I also prefer mediums to lights : they have a much beefier tone. That could also be worth a try.

Will


----------



## GuitarPix (Jan 11, 2007)

Elixers definitely will take out some Twang (although some people say they sound like their pretty much dead from the day you put them on.) You might try Wyres if you can find them. I've used the D'addario "Bluegrass" set which has lighter top strings and heavier bottom strings.


----------



## jimaha (Jan 19, 2010)

I like John Pearse phosphor bronze mediums ..... I think the sound nice on my Yamaha, 

peace 
jim


----------



## kat_ (Jan 11, 2007)

If your current strings are 80/20 Bronze then try a set of Phospor Bronze.


----------



## Ian John (Aug 11, 2009)

I get carried away and light strings twang for me...mediums not so much. I like a very low action which does not help. I like elixers as they seem to warm things up for my ear not my wallet..

Regards Ian


----------



## zeebee (Nov 2, 2008)

Try the "opposite" from what your currently using.
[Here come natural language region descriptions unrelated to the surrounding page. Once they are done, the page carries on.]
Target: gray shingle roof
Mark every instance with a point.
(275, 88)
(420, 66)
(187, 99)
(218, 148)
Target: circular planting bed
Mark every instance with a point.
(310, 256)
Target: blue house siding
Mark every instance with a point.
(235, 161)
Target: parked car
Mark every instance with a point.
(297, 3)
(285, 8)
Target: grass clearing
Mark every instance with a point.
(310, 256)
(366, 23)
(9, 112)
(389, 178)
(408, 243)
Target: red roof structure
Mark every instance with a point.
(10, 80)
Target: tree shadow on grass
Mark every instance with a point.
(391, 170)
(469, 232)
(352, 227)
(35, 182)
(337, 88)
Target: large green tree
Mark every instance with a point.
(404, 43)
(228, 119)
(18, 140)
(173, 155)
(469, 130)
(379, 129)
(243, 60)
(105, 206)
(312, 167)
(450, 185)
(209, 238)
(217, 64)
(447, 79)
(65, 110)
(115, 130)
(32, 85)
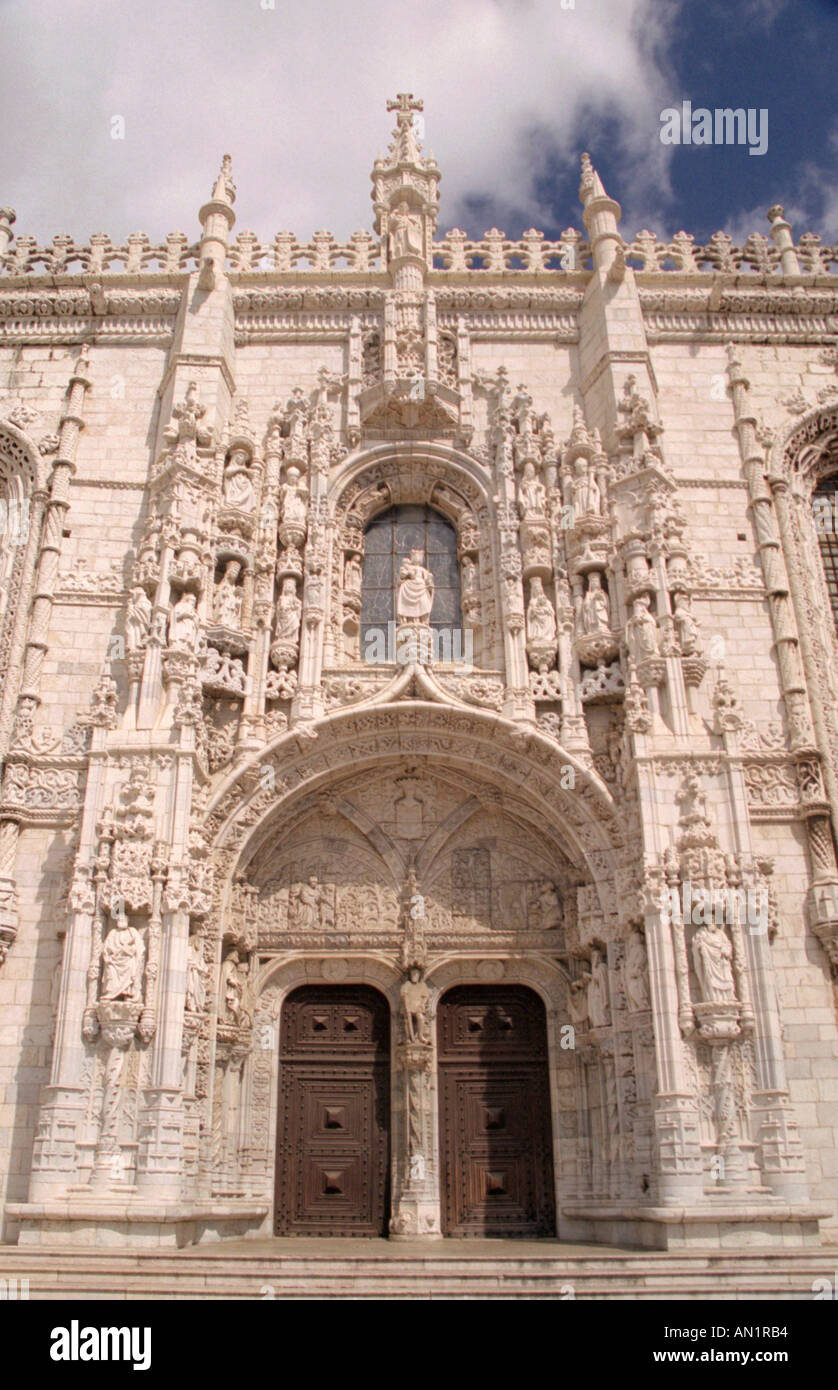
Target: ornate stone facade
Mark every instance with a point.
(617, 791)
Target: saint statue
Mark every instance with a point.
(470, 574)
(405, 232)
(306, 906)
(541, 617)
(288, 612)
(577, 1001)
(196, 976)
(585, 489)
(228, 597)
(234, 984)
(293, 496)
(637, 973)
(531, 495)
(596, 610)
(416, 590)
(184, 624)
(641, 631)
(238, 483)
(122, 963)
(685, 626)
(352, 574)
(416, 1005)
(138, 620)
(598, 991)
(712, 955)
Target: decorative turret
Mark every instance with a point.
(406, 193)
(601, 216)
(7, 217)
(217, 220)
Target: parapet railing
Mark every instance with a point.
(456, 252)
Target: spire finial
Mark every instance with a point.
(225, 189)
(406, 136)
(591, 184)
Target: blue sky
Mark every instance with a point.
(514, 89)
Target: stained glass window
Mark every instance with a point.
(389, 540)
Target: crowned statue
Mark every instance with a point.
(238, 481)
(416, 590)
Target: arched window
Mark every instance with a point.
(824, 510)
(389, 540)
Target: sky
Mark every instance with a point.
(513, 91)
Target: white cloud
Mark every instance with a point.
(296, 95)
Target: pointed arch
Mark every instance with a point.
(22, 495)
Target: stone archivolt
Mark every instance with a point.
(256, 806)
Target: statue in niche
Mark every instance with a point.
(416, 1007)
(234, 988)
(416, 590)
(531, 495)
(138, 619)
(598, 991)
(288, 612)
(637, 973)
(585, 489)
(641, 631)
(541, 616)
(712, 955)
(184, 624)
(228, 597)
(596, 610)
(549, 908)
(352, 574)
(405, 231)
(577, 1001)
(685, 626)
(470, 574)
(293, 498)
(196, 975)
(238, 481)
(122, 963)
(309, 906)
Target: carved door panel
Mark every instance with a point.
(496, 1151)
(332, 1143)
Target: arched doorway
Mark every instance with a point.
(495, 1134)
(332, 1141)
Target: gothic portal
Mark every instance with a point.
(418, 731)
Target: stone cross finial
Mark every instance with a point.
(405, 104)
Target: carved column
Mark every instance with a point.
(774, 531)
(57, 505)
(680, 1176)
(64, 1098)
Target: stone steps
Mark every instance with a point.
(213, 1272)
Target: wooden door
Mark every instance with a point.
(332, 1143)
(495, 1136)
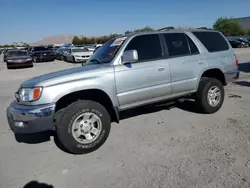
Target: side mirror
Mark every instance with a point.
(130, 56)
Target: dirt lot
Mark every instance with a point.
(162, 146)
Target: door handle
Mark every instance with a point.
(161, 68)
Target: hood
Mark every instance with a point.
(82, 53)
(67, 75)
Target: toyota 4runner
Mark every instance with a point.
(79, 104)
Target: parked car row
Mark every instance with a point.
(25, 58)
(239, 42)
(17, 58)
(76, 54)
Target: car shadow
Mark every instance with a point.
(35, 184)
(244, 67)
(34, 138)
(242, 83)
(186, 105)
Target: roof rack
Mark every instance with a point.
(166, 28)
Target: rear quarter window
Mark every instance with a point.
(213, 41)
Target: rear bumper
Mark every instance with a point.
(30, 119)
(232, 76)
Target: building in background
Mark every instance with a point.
(244, 22)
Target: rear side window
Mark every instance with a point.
(177, 44)
(192, 46)
(213, 41)
(147, 46)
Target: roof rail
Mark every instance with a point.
(204, 28)
(166, 28)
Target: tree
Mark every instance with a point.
(76, 40)
(228, 27)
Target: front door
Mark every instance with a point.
(148, 79)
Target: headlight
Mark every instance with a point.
(30, 94)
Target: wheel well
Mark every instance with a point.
(215, 73)
(91, 94)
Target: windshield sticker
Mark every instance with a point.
(118, 41)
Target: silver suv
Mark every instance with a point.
(79, 104)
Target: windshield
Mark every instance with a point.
(17, 53)
(107, 51)
(40, 48)
(79, 50)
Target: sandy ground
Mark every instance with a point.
(160, 146)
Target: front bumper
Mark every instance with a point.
(30, 119)
(232, 76)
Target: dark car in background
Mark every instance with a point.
(59, 54)
(41, 53)
(237, 43)
(243, 41)
(17, 59)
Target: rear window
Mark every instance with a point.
(213, 41)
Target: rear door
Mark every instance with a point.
(146, 80)
(185, 62)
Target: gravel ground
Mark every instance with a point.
(158, 146)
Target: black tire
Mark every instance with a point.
(202, 95)
(64, 121)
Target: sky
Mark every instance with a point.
(32, 20)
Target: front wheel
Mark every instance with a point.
(210, 95)
(82, 127)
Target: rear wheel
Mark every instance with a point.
(210, 95)
(82, 127)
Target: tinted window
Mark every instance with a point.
(147, 46)
(177, 44)
(193, 47)
(213, 41)
(107, 51)
(40, 48)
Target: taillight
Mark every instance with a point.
(236, 61)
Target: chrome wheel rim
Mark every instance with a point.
(86, 128)
(214, 96)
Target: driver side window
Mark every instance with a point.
(147, 46)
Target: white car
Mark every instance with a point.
(77, 54)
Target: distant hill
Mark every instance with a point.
(57, 39)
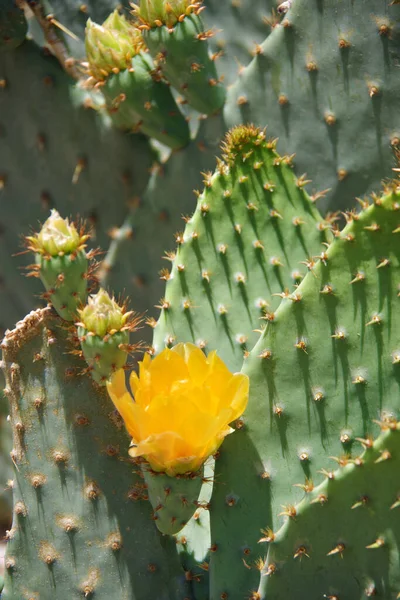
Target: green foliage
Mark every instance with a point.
(330, 372)
(326, 83)
(342, 545)
(183, 55)
(324, 371)
(244, 243)
(174, 499)
(13, 25)
(81, 527)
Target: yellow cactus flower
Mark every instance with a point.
(183, 404)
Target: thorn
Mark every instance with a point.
(379, 542)
(301, 345)
(339, 549)
(300, 552)
(328, 474)
(375, 320)
(396, 504)
(302, 181)
(288, 511)
(320, 499)
(307, 487)
(268, 534)
(385, 262)
(366, 442)
(363, 501)
(360, 276)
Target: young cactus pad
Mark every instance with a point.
(61, 263)
(176, 37)
(323, 371)
(82, 526)
(253, 226)
(345, 533)
(137, 98)
(103, 332)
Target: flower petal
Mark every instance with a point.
(122, 400)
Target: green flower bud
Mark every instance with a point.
(103, 332)
(110, 47)
(103, 315)
(153, 13)
(57, 237)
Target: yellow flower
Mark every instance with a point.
(184, 402)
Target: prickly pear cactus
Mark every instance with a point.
(81, 527)
(13, 25)
(321, 375)
(240, 250)
(302, 499)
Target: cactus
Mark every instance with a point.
(136, 97)
(61, 263)
(240, 250)
(175, 35)
(330, 372)
(359, 525)
(103, 333)
(13, 25)
(56, 118)
(80, 526)
(304, 306)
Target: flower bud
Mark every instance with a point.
(153, 13)
(57, 237)
(103, 332)
(103, 314)
(110, 47)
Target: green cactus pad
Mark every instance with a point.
(183, 55)
(346, 547)
(82, 527)
(63, 147)
(174, 499)
(326, 82)
(325, 368)
(65, 281)
(243, 244)
(13, 25)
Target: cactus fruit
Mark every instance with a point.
(137, 98)
(103, 333)
(176, 37)
(62, 263)
(82, 527)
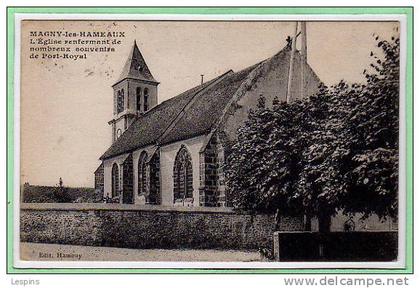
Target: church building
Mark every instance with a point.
(173, 153)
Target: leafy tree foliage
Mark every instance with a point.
(335, 150)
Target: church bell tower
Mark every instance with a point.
(135, 93)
If your using light 80/20's ...try med P/B's. With the exception of EXP's I don't care for any coated strings but others obviously seem to.


----------



## Ship of fools (Nov 17, 2007)

*Here is some reading*

And then you can pick as to which strings will give you less twang then others, I myself find this an impossible task of telling others how or why some strings work and others don't you have to experiment with many different brands and try to find the one that works on each different guitar.http://www.flatpick.com/Pages/News_And_Reviews/Gear.html#ST1
Ship


----------



## Ian John (Aug 11, 2009)

Some just like nike or rebok.. 

Regards Ian


----------



## mrmatt1972 (Apr 3, 2008)

DR makes the best coated strings on the planet (IMHO), Try a medium set of theirs. I don't much like elixirs (nano web or original) but the DRs are fantastic!

http://accessories.musiciansfriend....d-Acoustic-Phosphor-Bronze-Strings?sku=101166


----------



## Ian John (Aug 11, 2009)

What is DR?? Love to hear better!!

Regards Ian


----------